Current state (2026-04-23 after debug session)

Works:

Multi-turn conversation within a single ~60s session
ask_hermes tool call → Claude+MCPs → audio response back
Fast reconnect (FIRST_COMPLETED wait + _SessionClosed sentinel for go_away)
Manual VAD via ActivityStart/ActivityEnd with 1.2s silence threshold (optional; auto VAD also works)

Does NOT work:

Session resumption is not supported by gemini-2.5-flash-native-audio-latest — server sends empty session_resumption_update: {} (no new_handle, no resumable). Confirmed via raw response dump. Model limitation, not code bug. transparent=True raises ValueError: transparent parameter is not supported in Gemini API.
Consequence: every reconnect (every ~60s) = fresh conversation. User context lost.
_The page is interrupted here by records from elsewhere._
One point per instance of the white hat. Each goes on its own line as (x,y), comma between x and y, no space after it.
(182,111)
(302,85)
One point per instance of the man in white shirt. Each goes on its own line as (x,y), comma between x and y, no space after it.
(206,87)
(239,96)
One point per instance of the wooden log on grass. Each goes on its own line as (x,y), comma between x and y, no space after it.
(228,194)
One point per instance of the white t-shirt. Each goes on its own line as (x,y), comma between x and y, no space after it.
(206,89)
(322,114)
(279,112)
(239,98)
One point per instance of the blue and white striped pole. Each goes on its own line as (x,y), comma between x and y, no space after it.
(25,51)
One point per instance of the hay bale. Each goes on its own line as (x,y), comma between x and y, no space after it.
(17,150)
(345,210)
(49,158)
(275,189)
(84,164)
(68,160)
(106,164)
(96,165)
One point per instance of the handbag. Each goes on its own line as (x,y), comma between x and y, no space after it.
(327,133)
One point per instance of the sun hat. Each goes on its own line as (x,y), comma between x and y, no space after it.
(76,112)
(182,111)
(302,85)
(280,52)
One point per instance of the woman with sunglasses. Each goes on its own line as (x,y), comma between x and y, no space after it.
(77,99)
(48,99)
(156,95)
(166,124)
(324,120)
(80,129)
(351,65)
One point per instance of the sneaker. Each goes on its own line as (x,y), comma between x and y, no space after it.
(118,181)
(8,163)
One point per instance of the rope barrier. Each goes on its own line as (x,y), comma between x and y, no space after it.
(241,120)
For longer conversations, need to manually re-inject turn history.

Known issues (older)

Session lifetime ~60s: Gemini sends go_away after ~50s then keepalive ping timeout closes it. Supervisor reconnect path has a bug where reconnection sometimes doesn't fire after graceful go_away return from recv_loop. Observed: go_away logged, no Gemini Live session connected after.
Session resumption doesn't work: session_resumption_update arrives with resumable=None. Adding transparent=True to SessionResumptionConfig raises ValueError('transparent parameter is not supported in Gemini API') — docs lie about this field. Without transparent/resumable, each reconnect starts fresh conversation (loses context).
Response latency unpredictable: confirmed working responses took 3s (good) up to 90s (useless). Gemini's auto VAD behavior erratic with Discord's intermittent packet stream.
After ask_hermes tool result returned to Gemini, never observed Gemini vocalizing the result in this session.
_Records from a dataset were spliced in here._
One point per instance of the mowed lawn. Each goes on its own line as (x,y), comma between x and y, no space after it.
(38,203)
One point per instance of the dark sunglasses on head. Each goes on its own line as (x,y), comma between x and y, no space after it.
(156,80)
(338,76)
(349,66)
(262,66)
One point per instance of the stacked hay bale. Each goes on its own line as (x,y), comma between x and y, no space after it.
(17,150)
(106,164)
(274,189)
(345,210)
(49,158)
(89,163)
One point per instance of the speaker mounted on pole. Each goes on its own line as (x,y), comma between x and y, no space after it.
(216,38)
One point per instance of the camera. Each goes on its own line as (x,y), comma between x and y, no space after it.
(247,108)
Current state (2026-04-23 end-of-day)

GOOGLE_API_KEY commented out in /home/hermes/hermes-home/.env → bridge factory doesn't attach → VoiceReceiver falls back to Whisper+Claude flow.
Gemini integration code stays in /app/tools/gemini_voice.py and gateway wiring intact — just dormant until key is restored.
Text Hermes fully working (Sonnet 4.6, MCPs Linear/Excalidraw).

Next attempt should consider

Switch to OpenAI Realtime (gpt-4o-realtime): ~~30x more expensive (~~$0.30/min vs ~$0.01/min) but docs are mature, latency consistently <800ms, no 50s session limit. Same architecture — swap WebSocket provider + tool format, keep ask_hermes path.
If staying with Gemini: fix supervisor reconnect after graceful go_away return. Study why transparent=True was rejected (maybe SDK vs API version mismatch). Consider manual session-keepalive ping.

Debugging commands

Check Gemini recv: grep 'gemini recv\\|audio out\\|Gemini Live session' /home/hermes/hermes-home/logs/agent.log | tail -20
Check VAD flow: grep 'send_user_pcm\\|Voice state\\|ask_hermes' ... | tail -20
Check tool call end-to-end: grep 'ask_hermes\\|response ready.*voice-ask' ...

Reverting to Whisper+Claude pipeline

If Gemini path is broken, unset GOOGLE_API_KEY in /home/hermes/hermes-home/.env + restart. adapter._gemini_bridge_factory won't attach → _gemini_bridge stays None → VoiceReceiver falls back to buffer/silence/Whisper flow (which is less-natural but proven).